Acceleration is how quickly velocity changes over time. Enter your starting velocity, final velocity, and elapsed time, and this calculator returns the average acceleration in metres per second squared (m/s²), the equivalent g-force, and the raw change in velocity. It is the everyday way to answer questions like “how hard did that car brake?” or “what acceleration does a 0-to-100 km/h sprint really mean?” using the kinematic relation a = (v − u) / t.

How the calculation works

  1. 1

    Enter the two velocities

    Initial velocity (u) and final velocity (v), both in m/s. They can be equal, or v can be smaller than u for deceleration.

  2. 2

    Enter the elapsed time

    The time (t) in seconds over which the velocity changed. It must be greater than zero for a defined acceleration.

  3. 3

    Read the results

    You get acceleration in m/s², the same figure expressed in g (1 g = 9.80665 m/s²), and the change in velocity v − u.

The formula

Average acceleration is the change in velocity divided by the time taken:

a = (v − u) / t

Where:

  • a = acceleration (m/s²)
  • v = final velocity (m/s)
  • u = initial velocity (m/s)
  • t = elapsed time (s)

A negative result means deceleration (slowing down): the object’s velocity decreased over the interval. To express the answer as a multiple of standard gravity, divide by g = 9.80665 m/s².

Worked example

A car goes from rest to 100 km/h in 5 seconds. First convert: 100 km/h = 100 ÷ 3.6 = 27.78 m/s. With u = 0:

a = (27.78 − 0) / 5 = 5.56 m/s²
g-force = 5.56 ÷ 9.80665 ≈ 0.57 g

So the occupants feel a little over half their body weight pushing them back into the seat.

Reference values

Scenario Approx. acceleration In g
Comfortable car start 2 m/s² 0.20 g
Sports car 0–100 km/h in 4 s ~6.9 m/s² 0.71 g
Hard emergency braking 8 m/s² 0.82 g
Free fall (gravity) 9.81 m/s² 1.00 g
Roller-coaster peak ~40 m/s² ~4 g
Fighter-pilot sustained turn ~88 m/s² ~9 g

Common pitfalls

  • Mixing units. The formula expects velocities in m/s and time in seconds. Convert km/h to m/s by dividing by 3.6, and mph to m/s by multiplying by 0.44704 first.
  • Average vs instantaneous. This gives the average acceleration over the interval. Real acceleration may vary moment to moment; only the start and end velocities matter here.
  • Sign matters. If the final velocity is below the initial velocity, acceleration is negative (deceleration). That is physically correct, not an error.
  • Zero time. Acceleration over zero seconds is undefined; the calculator returns 0 rather than dividing by zero.

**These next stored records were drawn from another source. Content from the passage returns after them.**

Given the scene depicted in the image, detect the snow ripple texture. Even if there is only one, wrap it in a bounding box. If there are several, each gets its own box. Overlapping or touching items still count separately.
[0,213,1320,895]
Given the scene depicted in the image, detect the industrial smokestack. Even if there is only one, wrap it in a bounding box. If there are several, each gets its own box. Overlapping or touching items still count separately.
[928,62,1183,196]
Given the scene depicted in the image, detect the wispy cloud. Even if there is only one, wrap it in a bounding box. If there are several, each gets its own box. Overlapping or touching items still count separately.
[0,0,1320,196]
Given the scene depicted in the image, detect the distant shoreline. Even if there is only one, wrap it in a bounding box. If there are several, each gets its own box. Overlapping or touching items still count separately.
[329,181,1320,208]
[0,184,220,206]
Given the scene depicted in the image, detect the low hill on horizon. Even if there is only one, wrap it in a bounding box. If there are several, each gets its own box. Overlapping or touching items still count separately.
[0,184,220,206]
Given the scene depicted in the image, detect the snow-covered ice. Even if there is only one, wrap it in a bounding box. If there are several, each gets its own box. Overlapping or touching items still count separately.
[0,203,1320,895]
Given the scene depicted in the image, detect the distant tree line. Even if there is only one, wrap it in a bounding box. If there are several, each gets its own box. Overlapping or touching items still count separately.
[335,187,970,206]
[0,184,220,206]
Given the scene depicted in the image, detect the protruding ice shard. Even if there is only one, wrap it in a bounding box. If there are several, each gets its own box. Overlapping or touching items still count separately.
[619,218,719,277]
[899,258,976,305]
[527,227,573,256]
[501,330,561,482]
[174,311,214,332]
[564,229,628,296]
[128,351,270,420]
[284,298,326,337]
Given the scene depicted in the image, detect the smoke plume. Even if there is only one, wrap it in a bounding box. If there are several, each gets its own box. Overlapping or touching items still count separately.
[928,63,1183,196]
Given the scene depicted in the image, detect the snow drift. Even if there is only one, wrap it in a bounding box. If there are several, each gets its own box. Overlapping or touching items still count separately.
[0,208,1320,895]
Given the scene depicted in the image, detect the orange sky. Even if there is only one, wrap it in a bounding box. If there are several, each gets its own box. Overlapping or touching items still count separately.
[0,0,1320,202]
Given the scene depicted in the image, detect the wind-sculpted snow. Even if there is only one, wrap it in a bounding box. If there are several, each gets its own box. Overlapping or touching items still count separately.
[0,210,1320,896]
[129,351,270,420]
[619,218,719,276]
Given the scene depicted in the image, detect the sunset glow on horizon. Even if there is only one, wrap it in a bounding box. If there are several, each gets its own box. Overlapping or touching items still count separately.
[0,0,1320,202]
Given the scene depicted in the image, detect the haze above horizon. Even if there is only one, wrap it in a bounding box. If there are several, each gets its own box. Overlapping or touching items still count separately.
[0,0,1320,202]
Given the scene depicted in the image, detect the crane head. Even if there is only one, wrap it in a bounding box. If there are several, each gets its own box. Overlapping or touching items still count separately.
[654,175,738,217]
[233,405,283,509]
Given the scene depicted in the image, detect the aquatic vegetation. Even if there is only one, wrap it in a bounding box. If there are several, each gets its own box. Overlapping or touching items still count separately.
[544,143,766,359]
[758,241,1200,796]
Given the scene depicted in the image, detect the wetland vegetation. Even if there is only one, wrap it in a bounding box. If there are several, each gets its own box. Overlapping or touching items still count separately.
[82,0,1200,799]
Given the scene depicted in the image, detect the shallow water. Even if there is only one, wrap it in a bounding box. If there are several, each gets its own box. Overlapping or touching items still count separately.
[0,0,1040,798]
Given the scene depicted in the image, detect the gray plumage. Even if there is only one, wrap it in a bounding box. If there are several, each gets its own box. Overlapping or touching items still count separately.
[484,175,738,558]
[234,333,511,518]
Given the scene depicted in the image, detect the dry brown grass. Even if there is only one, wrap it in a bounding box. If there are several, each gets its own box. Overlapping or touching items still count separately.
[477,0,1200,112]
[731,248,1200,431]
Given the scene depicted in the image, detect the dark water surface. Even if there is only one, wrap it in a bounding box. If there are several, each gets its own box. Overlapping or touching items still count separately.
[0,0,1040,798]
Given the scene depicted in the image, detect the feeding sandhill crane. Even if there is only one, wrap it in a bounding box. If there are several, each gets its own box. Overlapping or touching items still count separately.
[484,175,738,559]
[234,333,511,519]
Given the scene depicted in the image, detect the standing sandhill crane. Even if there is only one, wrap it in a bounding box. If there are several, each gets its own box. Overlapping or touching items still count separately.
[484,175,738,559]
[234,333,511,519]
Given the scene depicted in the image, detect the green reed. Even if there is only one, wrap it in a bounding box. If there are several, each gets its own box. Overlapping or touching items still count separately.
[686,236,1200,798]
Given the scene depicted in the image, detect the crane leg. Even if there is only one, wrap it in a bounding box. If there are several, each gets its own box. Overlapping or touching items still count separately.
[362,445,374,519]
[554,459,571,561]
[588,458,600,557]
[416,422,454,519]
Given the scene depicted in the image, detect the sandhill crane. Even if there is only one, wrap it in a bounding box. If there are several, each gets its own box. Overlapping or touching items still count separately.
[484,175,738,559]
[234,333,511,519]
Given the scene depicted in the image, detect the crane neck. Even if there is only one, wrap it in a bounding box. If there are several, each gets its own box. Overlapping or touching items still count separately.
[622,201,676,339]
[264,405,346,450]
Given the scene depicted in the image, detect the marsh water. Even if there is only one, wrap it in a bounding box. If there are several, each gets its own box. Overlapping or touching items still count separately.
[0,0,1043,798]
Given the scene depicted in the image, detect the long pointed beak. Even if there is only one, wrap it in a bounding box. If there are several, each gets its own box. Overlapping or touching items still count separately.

Frequently Asked Questions

The SI unit is metres per second squared (m/s²), meaning the velocity changes by that many metres per second every second. This tool also shows the value as a multiple of g, where 1 g = 9.80665 m/s².

Divide a km/h value by 3.6 to get m/s (100 km/h = 27.78 m/s). Multiply an mph value by 0.44704 to get m/s (60 mph = 26.82 m/s). Enter the converted m/s figures into the velocity fields.

It means the object is slowing down (decelerating) over the interval: the final velocity is lower than the initial velocity. The minus sign simply shows the direction of the velocity change; it is not an error.

No. The calculation runs in your browser and the numbers are not stored or sent anywhere for processing. Nothing you type is uploaded, saved, or shared.